Aquella noche vivirá para siempre conmigo, pase lo que pase en el futuro. Rebecca me abrió la ventana al mundo y yo no podré volver a ser el mismo, pero hay una imagen que se grabó a fuego en mi memoria: el descubrir que el éxtasis y la agonía caminan de la mano en ese acto, al igual que suelen hacerlo en la vida misma. En el momento en que nuestros cuerpos se movieron a la par como si fuéramos una sola criatura, abrí los ojos deseoso de ver su rostro en aquel instante de rapto, y me la encontré con los suyos cerrados y apretados, la boca entreabierta y el gesto de quien va a morir. El largo gemido que emergió de su garganta bien podría haber sido su último estertor. Los franceses llaman a esto la petite mort, y con mucha razón. Mi propio lamento se mezcló con el de ella en aquel pasillo estrecho y mal iluminado, sobre el montón de ropa que apenas suavizaba la dureza de las tablas que teníamos debajo.
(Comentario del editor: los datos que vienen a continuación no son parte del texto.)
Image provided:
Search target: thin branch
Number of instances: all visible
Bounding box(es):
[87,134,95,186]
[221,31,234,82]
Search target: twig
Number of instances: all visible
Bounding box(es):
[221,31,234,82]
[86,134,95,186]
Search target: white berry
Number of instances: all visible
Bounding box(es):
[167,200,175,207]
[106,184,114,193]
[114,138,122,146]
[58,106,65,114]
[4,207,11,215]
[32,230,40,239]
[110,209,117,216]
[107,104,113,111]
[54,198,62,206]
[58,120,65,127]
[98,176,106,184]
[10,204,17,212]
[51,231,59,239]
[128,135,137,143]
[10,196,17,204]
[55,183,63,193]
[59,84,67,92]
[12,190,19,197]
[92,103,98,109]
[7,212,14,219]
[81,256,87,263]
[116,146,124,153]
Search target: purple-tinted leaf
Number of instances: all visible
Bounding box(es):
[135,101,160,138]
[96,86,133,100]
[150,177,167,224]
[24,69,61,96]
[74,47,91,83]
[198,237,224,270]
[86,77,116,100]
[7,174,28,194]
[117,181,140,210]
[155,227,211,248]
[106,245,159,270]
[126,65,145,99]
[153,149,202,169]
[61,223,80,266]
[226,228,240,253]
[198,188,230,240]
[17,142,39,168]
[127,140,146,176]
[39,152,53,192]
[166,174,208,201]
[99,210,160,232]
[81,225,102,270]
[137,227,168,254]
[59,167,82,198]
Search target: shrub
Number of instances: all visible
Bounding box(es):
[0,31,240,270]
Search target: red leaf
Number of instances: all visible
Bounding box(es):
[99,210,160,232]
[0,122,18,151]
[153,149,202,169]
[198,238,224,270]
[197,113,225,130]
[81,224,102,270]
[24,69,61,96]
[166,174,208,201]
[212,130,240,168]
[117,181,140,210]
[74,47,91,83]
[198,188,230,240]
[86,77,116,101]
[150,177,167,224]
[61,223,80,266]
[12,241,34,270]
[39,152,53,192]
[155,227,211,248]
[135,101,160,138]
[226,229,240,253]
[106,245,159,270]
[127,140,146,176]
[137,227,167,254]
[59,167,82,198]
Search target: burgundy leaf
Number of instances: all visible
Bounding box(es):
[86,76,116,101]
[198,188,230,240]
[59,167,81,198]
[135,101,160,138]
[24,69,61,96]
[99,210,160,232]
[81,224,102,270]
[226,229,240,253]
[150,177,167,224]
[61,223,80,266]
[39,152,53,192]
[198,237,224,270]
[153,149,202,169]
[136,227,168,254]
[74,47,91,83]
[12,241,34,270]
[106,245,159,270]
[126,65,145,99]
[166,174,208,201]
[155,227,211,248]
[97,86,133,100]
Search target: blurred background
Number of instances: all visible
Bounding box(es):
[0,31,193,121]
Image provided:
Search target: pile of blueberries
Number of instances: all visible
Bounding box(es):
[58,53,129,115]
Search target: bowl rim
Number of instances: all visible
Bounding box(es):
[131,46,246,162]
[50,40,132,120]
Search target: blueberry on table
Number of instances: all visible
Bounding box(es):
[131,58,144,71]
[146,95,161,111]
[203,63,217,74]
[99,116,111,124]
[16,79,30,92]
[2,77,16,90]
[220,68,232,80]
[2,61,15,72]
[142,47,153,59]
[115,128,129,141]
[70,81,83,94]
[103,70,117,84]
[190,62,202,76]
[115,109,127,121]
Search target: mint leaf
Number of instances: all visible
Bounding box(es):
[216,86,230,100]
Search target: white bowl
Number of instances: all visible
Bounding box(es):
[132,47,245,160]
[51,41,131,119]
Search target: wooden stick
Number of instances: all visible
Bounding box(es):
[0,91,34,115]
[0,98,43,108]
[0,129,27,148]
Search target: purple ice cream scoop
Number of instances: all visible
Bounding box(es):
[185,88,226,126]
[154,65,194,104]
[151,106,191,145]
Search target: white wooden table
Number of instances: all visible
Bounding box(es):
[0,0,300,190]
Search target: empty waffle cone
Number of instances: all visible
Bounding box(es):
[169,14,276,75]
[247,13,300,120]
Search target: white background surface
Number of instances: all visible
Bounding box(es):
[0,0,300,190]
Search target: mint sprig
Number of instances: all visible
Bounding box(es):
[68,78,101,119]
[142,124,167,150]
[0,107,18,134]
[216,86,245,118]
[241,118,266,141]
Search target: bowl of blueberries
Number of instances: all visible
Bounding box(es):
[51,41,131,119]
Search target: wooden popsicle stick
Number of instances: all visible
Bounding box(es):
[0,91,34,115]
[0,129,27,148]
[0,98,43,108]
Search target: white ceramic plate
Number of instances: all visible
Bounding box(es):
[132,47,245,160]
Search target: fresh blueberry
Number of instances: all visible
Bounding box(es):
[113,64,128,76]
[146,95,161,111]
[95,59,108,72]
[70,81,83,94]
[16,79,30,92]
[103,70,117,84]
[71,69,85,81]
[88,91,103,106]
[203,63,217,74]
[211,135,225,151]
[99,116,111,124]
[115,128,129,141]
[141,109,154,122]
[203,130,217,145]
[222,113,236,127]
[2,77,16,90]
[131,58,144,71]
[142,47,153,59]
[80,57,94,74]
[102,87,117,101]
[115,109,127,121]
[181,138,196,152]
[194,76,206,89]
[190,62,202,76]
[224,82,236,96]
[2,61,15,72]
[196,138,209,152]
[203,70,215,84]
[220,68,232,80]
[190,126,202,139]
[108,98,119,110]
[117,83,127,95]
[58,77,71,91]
Miré a mi amada en aquel instante y su rostro me hizo pensar en el de Lucía, mi hermana distante, mi hermana muerta, y la lección más importante que me enseñó Rebecca fue que si la vida es tan efímera como el batir de alas de una mariposa, momentos como aquel nos dan la razón de nuestra existencia. Y ese hecho en sí mismo puede ser un regalo de Dios.